In an effort to provide the best protection possible for each employee and the collection agent, this checklist is being provided for
use with each collection. Your participation is required to ensure that each step of the collection process is completed to standard.
You will be required to initial each block by the procedure you were involved in. Your initials signify that the procedure was
completed properly. If there is any deviation of procedures you should make a note at the bottom of the sheet and sign your name.
Designated Employer Representative is Sandy Wright, Risk Management…direct any questions of concerns to the DER.
# Procedure Collector Donor
1 Prepare collection site; ensure coloring agent present in commode.
2 Verify identity of employee with picture ID.
3 Prepare Top section of Chain of Custody form: (donor ID, reason for test)
4 If required: ask donor to remove bulky or unnecessary items (exterior clothing, store in
secure area.
5 Employee washes hands and returns to the collector.
6 Collector gives (sealed collection bottle) or lets donor pick (non-sealed collection
bottle). NOTE: only one collection container allowed in the rest room.

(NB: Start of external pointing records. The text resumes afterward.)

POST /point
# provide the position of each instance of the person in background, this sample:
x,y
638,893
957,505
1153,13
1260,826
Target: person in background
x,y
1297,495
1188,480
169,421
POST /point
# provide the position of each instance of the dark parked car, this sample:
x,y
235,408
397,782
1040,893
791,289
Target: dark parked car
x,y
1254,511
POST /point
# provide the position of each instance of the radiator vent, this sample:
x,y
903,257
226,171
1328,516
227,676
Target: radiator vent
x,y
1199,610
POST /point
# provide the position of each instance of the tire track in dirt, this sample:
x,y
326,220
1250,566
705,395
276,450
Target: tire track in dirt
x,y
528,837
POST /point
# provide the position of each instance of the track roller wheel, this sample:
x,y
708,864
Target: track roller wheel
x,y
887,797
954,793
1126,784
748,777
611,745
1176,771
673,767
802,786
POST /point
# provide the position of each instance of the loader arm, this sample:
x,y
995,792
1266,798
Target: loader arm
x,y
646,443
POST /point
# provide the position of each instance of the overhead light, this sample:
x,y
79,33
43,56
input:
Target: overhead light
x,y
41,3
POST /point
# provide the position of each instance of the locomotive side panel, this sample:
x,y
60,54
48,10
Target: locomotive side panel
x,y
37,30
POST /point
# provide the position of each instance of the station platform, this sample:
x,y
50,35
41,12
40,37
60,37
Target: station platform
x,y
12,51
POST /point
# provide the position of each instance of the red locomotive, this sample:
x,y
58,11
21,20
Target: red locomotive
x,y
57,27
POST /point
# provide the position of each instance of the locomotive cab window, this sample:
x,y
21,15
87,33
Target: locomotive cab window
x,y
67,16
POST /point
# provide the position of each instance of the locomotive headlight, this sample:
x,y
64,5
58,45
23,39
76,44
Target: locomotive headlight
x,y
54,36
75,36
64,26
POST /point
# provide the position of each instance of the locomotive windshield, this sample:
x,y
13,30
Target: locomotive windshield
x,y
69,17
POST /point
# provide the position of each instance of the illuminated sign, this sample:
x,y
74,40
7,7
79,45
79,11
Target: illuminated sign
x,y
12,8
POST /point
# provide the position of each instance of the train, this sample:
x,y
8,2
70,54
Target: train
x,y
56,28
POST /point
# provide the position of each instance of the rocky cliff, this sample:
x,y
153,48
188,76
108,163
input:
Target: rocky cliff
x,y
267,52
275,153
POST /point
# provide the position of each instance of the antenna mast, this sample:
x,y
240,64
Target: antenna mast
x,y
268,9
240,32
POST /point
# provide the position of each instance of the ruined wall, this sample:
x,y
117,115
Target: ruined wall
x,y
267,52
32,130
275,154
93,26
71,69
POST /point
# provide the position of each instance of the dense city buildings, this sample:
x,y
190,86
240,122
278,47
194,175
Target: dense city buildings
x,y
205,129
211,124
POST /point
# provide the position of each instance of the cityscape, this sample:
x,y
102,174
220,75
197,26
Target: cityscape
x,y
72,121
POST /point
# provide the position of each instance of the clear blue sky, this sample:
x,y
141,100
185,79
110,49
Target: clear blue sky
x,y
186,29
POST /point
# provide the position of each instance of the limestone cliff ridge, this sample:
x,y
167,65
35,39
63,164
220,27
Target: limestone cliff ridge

7 Employee/donor provides urine sample in the collection container and immediately
provides the container to the collector. (Note: do not flush the commode until told to
do so)
8 Collector annotates the temperature on the Chain of Custody form and insures there is
at least 45 ml. If the temperature is outside the acceptable range follow the procedures
of SAMSHA.
9 Donor observes the splitting of the sample and sealing.
10 Collector splits the sample, writes the date on the labels/seals and seals the containers
(In the presence of the donor).
11 Donor initials security seal.
12 Donor flushes the commode and washes hands.
13 Donor reads the certification statement of the Chain of Custody form and signs the
form.
14 Collector completes the Chain of Custody form and provides copy to the
employee/donor.
Collector Comments:
Employee Comments:
CERTIFICATION
I certify that the above procedures were satisfactorily completed and that any questions concerning the procedure
by the employee were satisfied at the time of the collection. I also state that I was given the opportunity to write
comments concerning any aspect of the collection process.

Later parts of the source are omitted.